CAPÍTULO 28: «La lista de Gladys Aylward »
Gladys apenas estaba consciente cuando llegaron al orfanato de Xi’an.
Estaba siendo sostenida por Chen y la señora Wang, sus pies apenas tocando el suelo. Su visión era un borrón. Su mente flotaba en y fuera de la realidad.
Lo único de lo que estaba completamente consciente era que tenía que entregar a los niños. Tenía que saber que estaban seguros. Tenía que asegurarse de que todas sus vidas, todo lo que la montaña le había hecho pasar, había tenido significado.

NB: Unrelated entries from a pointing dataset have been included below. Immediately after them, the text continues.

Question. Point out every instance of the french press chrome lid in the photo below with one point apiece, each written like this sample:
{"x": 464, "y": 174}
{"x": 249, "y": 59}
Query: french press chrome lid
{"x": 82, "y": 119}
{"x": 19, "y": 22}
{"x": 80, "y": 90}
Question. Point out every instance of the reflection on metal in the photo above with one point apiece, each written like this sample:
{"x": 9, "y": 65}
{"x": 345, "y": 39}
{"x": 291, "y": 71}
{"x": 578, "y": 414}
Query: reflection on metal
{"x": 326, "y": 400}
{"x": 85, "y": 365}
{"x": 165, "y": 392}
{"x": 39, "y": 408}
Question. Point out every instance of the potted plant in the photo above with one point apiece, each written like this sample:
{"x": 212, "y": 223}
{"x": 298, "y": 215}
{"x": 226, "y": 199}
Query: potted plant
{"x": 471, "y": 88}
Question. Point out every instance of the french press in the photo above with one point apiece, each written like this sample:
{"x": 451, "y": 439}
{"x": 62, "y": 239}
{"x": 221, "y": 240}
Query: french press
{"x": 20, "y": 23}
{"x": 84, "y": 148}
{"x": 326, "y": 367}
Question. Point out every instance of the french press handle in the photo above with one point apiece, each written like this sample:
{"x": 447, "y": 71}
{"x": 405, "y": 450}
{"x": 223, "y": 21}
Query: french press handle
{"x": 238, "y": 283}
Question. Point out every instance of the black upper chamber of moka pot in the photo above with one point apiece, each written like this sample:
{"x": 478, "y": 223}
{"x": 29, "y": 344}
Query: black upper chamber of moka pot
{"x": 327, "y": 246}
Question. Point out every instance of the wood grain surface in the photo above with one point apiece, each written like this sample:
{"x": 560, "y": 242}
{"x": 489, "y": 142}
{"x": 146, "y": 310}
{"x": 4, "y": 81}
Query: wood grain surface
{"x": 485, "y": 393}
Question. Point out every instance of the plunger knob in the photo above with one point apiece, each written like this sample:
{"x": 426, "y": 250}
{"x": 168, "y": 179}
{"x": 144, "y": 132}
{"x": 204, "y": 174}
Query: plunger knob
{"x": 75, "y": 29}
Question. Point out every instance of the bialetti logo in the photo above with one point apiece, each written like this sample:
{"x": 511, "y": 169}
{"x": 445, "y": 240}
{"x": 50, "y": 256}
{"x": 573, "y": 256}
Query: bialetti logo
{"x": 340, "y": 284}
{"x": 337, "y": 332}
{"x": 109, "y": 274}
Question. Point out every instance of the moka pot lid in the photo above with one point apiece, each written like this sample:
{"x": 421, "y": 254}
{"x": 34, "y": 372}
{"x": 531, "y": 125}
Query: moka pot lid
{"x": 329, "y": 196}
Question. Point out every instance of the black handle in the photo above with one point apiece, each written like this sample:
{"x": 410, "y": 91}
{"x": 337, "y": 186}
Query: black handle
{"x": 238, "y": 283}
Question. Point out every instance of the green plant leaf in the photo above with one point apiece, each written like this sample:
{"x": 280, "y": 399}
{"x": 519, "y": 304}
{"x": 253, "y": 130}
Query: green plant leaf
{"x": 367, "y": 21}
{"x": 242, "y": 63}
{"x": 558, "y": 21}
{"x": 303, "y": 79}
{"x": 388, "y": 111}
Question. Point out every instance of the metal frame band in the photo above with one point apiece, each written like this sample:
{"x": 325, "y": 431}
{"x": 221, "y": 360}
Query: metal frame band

El director del orfanato, un hombre europeo de unos sesenta años, salió a recibirlos.
Su cara pasó por varias emociones cuando vio el grupo.
Sorpresa. Incredulidad. Luego, finalmente, admiración.
—¿Cómo...? —comenzó—. ¿Cómo hizo esto?
Gladys no respondió.
Simplemente entregó a los niños.
Tenía papeles, documentos rudimentarios que confirmaban los nombres y edades. Tenía la lista que había hecho, contando cabezas cada noche.
—Noventa y cuatro niños —dijo con lo último de su voz—. Caminé desde Yangcheng. Todos salvos.
Luego se desmoronó.
No dramáticamente. Simplemente se derrumbó, como si alguien hubiera cortado los hilos que la sostenían.
Chen y la señora Wang la atraparon.
El director gritó órdenes. Sirvientes corrieron. Llevaron a Gladys a una habitación.
Y luego, finalmente, después de semanas de caminar a través de montañas, después de ser baleada, después de soportar fiebre y neumonía, después de cargar a niños pequeños y su propio cuerpo destrozado,
Gladys Aylward se permitió descansar.